Late that afternoon, a drippingly sweet nurse came to insert my PICC, the catheter in my arm. Before she did it, she told me everything that could possibly go wrong. For instance, if I coughed too, too hard, there was a chance I might cause the catheter to pull out of the vein it was in. But everything would be OK, she assured me.
After Matt left that night, I cried inconsolably. I missed my kids, two of whom had the flu, too. I’d missed Maggie’s honor society induction. Matt seemed to have everything at home under control. I felt like life outside the hospital was marching on, but in my room it was like Groundhog Day.

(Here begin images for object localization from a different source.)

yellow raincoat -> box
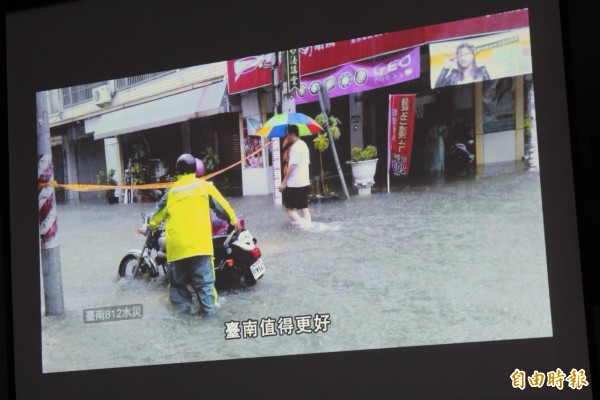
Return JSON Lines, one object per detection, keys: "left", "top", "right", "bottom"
{"left": 148, "top": 173, "right": 238, "bottom": 262}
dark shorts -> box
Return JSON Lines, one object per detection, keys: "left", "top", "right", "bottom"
{"left": 282, "top": 186, "right": 309, "bottom": 209}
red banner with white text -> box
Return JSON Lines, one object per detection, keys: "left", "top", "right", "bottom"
{"left": 388, "top": 94, "right": 415, "bottom": 176}
{"left": 227, "top": 54, "right": 276, "bottom": 95}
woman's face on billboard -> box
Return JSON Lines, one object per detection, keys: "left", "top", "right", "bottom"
{"left": 457, "top": 46, "right": 474, "bottom": 68}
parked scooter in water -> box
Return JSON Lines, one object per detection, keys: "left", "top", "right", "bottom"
{"left": 118, "top": 212, "right": 265, "bottom": 289}
{"left": 445, "top": 139, "right": 475, "bottom": 181}
{"left": 212, "top": 219, "right": 265, "bottom": 289}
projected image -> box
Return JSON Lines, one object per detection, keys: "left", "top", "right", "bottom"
{"left": 430, "top": 27, "right": 532, "bottom": 88}
{"left": 38, "top": 8, "right": 551, "bottom": 373}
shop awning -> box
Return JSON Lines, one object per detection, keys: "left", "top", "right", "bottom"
{"left": 92, "top": 80, "right": 226, "bottom": 140}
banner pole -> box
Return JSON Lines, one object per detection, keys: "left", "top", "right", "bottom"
{"left": 387, "top": 94, "right": 392, "bottom": 194}
{"left": 387, "top": 172, "right": 390, "bottom": 194}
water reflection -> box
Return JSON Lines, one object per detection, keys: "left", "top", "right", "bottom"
{"left": 524, "top": 111, "right": 539, "bottom": 171}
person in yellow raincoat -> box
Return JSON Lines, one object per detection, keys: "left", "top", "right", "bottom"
{"left": 148, "top": 154, "right": 241, "bottom": 314}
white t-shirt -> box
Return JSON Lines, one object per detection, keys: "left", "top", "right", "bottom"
{"left": 287, "top": 138, "right": 310, "bottom": 187}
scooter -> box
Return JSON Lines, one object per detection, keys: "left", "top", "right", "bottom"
{"left": 118, "top": 212, "right": 265, "bottom": 289}
{"left": 445, "top": 139, "right": 475, "bottom": 180}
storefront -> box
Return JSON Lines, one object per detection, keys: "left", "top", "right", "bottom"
{"left": 83, "top": 79, "right": 243, "bottom": 200}
{"left": 50, "top": 121, "right": 108, "bottom": 203}
{"left": 226, "top": 55, "right": 278, "bottom": 197}
{"left": 227, "top": 9, "right": 534, "bottom": 192}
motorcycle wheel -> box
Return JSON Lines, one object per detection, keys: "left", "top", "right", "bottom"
{"left": 214, "top": 263, "right": 238, "bottom": 290}
{"left": 118, "top": 254, "right": 148, "bottom": 278}
{"left": 242, "top": 265, "right": 258, "bottom": 286}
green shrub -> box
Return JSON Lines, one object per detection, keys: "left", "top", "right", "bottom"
{"left": 349, "top": 145, "right": 377, "bottom": 162}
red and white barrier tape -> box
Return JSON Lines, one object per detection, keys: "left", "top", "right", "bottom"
{"left": 38, "top": 154, "right": 58, "bottom": 249}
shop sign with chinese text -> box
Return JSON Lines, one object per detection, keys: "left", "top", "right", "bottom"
{"left": 295, "top": 47, "right": 420, "bottom": 105}
{"left": 388, "top": 94, "right": 416, "bottom": 176}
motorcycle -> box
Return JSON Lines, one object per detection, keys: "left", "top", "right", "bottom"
{"left": 445, "top": 138, "right": 475, "bottom": 181}
{"left": 118, "top": 212, "right": 265, "bottom": 289}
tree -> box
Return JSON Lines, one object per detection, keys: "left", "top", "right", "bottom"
{"left": 312, "top": 113, "right": 341, "bottom": 196}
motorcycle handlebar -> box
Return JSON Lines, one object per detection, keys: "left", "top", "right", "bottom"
{"left": 137, "top": 223, "right": 149, "bottom": 236}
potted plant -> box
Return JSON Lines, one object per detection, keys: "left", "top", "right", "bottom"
{"left": 310, "top": 113, "right": 341, "bottom": 202}
{"left": 198, "top": 146, "right": 235, "bottom": 194}
{"left": 347, "top": 145, "right": 378, "bottom": 195}
{"left": 308, "top": 172, "right": 338, "bottom": 203}
{"left": 129, "top": 161, "right": 154, "bottom": 202}
{"left": 97, "top": 168, "right": 119, "bottom": 204}
{"left": 200, "top": 146, "right": 220, "bottom": 173}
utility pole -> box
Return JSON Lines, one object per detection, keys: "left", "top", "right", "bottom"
{"left": 273, "top": 52, "right": 281, "bottom": 115}
{"left": 318, "top": 84, "right": 350, "bottom": 200}
{"left": 37, "top": 91, "right": 64, "bottom": 315}
{"left": 270, "top": 52, "right": 283, "bottom": 205}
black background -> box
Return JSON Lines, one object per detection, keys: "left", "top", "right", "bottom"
{"left": 3, "top": 0, "right": 600, "bottom": 398}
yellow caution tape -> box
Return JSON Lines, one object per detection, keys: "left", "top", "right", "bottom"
{"left": 38, "top": 140, "right": 274, "bottom": 191}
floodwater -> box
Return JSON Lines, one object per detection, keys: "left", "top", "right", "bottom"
{"left": 41, "top": 166, "right": 552, "bottom": 373}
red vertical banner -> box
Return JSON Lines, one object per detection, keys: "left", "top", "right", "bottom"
{"left": 388, "top": 94, "right": 416, "bottom": 176}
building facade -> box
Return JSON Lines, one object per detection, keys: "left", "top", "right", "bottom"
{"left": 43, "top": 9, "right": 536, "bottom": 203}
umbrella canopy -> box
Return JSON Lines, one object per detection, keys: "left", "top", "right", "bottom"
{"left": 255, "top": 112, "right": 323, "bottom": 138}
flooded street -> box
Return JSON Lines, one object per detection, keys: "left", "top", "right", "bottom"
{"left": 41, "top": 167, "right": 552, "bottom": 373}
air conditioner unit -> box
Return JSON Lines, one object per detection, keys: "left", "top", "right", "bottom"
{"left": 92, "top": 85, "right": 112, "bottom": 107}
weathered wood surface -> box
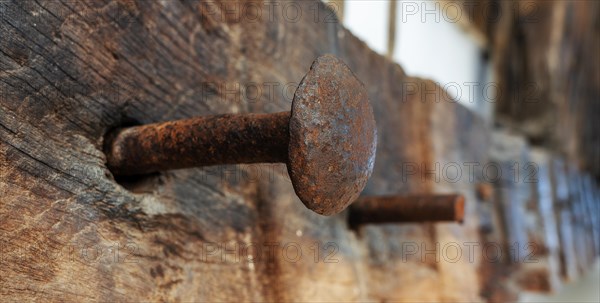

Just when things couldn’t get any more dismal, Thursday dawned and Aunt Flo arrived. You know who I mean. She was early. I thought I was hemorrhaging before I realized what was going on. Like a 13-year-old stuck at school without proper supplies, I explained my predicament to the nurse. Lovely. Being a chick can be sooo much fun sometimes.
And it turns out that if you complain about chest pain when you’re in the hospital – even if your pain is coming from your flu-ridden lungs because no one has ever gotten you any freaking Mucinex – you automatically get an EKG and a visit from a cardiologist before you can leave the joint. That whole detour caused me to spend an extra day in the hospital.
Finally, Friday dawned. Outside my window, the skies were dark with clouds, and rain threatened. But I didn’t care. I was ready to go. And by 3 p.m., I had left my spa week behind for the sweetness of my crazy, loud, unpredictable home.